The Curious Case of the Tomb of Archimedes

The Curious Case of the Tomb of Archimedes

Part 1

This is the case of the Tomb of Archimedes: you think you know where it is? Cicero found it and accused the Syracusans of negligence. But where is the tomb?

We Syracusans are really peculiar people, we have a historical legacy that traces back millenia, but an incredibly short memory! Our most illustrious fellow citizens who have changed history are celebrated little or nothing at home, and for centuries were wrapped in oblivion and indifference.

This was the case for the famous Archimedes, whom after his death was (almost) forgotten. Certainly the Syracusans must have had other things on their mind for them not to celebrate their most important citizen, to the point of forgetting his burial site.

Only Cicero, who only visited Syracuse a few centuries after the inventor’s death, took care to look for the grave and pay his respects.

Eureka! The tomb was discovered in 75 B.C., cleaned and restored to its former glory; unfortunately it did not last long: it mattered little in the average Syracusans day-to-day life and soon the tomb was again forgotten and left to itself.

“Once, while I was superintendent in Syracuse, I brought out from the dust Archimedes, a distinguished citizen of that city. In fact, I searched for his tomb, ignored by the Syracusans, surrounded on all sides and covered with brambles and weeds. The Syracusan denied absolutely that it existed, but I possessed the senari verses written on his tomb, according to which on top of the tomb of Archimedes a sphere with a cylinder had been placed. But I was examining everything with the eyes … And shortly after I noticed a small hill not far emerged from the bushes. On it there was the figure of a sphere and a cylinder. And I said immediately to the Syracusans “That’s what I wanted!” – Cicero, 75 BC

Of course if Cicero was still alive he would shudder at the sight of how his striking discovery has been completely ignored for all these centuries; indifference and carelessness has remained a constant in the Syracuse character, from generation to generation it has been passed down to the present day.

You think you know where the tomb of Archimedes is? And instead..

Part 2 

I often hear people say, “Here is the tomb of Archimedes,” pointing to the most ornate tomb out of the many tombs in the “little caves” necropolis (next to an information banner). This position attributed by the Syracusans is absolutely wrong!

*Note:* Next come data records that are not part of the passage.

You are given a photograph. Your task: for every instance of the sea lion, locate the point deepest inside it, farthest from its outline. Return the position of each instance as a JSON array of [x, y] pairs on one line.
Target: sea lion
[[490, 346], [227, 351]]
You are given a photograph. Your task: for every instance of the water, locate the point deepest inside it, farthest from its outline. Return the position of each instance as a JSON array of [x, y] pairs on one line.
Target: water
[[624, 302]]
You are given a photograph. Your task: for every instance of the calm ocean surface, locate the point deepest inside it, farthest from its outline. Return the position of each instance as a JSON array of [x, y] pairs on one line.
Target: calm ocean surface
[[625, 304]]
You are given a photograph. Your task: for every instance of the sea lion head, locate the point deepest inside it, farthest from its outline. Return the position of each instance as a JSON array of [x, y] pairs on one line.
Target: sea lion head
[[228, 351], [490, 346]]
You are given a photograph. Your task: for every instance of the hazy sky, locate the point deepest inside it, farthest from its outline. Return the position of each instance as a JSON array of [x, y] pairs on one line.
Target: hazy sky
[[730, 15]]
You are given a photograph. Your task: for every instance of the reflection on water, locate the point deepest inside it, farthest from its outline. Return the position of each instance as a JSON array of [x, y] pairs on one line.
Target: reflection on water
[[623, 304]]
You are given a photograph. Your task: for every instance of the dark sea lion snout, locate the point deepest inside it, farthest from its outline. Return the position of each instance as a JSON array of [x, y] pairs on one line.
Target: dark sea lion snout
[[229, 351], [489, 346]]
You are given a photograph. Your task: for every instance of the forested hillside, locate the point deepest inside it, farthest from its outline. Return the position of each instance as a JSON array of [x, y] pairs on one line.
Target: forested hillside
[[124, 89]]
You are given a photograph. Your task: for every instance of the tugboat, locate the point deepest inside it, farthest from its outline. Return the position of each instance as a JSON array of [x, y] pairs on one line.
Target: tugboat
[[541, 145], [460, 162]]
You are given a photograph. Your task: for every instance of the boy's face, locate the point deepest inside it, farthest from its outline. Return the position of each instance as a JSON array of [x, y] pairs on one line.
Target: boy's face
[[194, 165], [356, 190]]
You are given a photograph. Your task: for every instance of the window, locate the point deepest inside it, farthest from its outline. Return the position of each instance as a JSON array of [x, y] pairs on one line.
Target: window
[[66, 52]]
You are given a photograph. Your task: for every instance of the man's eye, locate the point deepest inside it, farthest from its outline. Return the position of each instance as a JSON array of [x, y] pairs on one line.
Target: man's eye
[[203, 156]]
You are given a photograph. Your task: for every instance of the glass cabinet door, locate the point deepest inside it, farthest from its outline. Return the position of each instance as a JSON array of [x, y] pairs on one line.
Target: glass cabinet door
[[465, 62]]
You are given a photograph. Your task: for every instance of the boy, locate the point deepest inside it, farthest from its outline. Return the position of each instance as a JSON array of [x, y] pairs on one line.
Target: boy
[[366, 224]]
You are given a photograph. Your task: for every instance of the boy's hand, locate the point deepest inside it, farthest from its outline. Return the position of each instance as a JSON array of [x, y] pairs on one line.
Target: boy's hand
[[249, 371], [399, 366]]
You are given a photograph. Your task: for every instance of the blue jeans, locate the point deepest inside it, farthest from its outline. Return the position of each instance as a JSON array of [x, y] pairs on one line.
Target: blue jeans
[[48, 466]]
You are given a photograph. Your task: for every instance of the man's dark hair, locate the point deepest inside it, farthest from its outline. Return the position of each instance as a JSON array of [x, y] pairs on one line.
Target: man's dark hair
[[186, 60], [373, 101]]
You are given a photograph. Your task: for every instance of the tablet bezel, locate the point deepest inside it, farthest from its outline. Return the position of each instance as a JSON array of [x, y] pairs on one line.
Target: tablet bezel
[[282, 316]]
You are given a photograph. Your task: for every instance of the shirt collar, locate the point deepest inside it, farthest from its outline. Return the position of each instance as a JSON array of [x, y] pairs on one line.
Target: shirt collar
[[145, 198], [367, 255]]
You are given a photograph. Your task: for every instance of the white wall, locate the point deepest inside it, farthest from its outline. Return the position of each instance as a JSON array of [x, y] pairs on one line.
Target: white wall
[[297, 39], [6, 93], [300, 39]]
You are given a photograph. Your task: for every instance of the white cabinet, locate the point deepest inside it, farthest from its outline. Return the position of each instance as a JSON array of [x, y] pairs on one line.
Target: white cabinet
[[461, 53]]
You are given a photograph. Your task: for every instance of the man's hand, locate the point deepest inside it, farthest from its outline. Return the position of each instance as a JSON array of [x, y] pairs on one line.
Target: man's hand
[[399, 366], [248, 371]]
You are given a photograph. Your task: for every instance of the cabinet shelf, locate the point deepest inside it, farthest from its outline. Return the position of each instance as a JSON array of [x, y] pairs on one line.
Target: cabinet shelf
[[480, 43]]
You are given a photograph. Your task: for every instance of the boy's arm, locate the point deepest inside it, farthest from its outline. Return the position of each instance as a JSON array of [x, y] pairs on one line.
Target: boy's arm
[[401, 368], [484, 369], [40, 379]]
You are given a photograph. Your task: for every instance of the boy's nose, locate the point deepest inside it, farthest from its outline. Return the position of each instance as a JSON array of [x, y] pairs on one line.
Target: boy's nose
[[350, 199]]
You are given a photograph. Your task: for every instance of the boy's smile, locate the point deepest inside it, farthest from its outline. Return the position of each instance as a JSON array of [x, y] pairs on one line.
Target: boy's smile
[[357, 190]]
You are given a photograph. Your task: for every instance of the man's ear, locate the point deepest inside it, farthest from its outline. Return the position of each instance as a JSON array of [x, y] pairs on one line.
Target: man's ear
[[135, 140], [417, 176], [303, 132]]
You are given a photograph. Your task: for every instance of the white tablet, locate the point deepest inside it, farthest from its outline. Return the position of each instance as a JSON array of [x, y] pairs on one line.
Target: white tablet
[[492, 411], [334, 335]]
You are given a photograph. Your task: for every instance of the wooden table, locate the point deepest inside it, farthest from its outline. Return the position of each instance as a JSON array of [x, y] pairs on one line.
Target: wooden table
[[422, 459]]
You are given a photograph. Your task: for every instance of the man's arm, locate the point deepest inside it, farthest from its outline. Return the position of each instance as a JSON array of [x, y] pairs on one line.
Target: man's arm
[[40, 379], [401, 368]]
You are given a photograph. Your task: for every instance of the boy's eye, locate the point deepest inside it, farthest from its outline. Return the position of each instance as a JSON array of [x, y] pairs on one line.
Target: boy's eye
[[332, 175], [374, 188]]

In fact the alleged tomb of Archimedes is nothing more than a Roman columbarium, that is a burial chamber from the Roman period, surely built a few centuries after the death of the mathematician!

But then where is this tomb of Archimedes?

According to some rumors the tomb was found under a famous hotel in Via Grotticelle Necropolis; the “cuttigghi” Syracusans are full of conspiracies and power games and who knows if they really have a minimum of foundation.

Surely history tells us what is false.

Cicero said that the tomb of Archimedes had a carved cylinder and sphere, which paid tribute to the great contribution that the scholar gave in mathematics and physics: these signs are not present in any tomb of the necropolis!

As the famous proverb goes: “Every lie in the long run becomes truth” and who knows if in a hundred years this false historical fact, which is only used to enchant the tourists, may not in the end become the “true” tomb of Archimedes!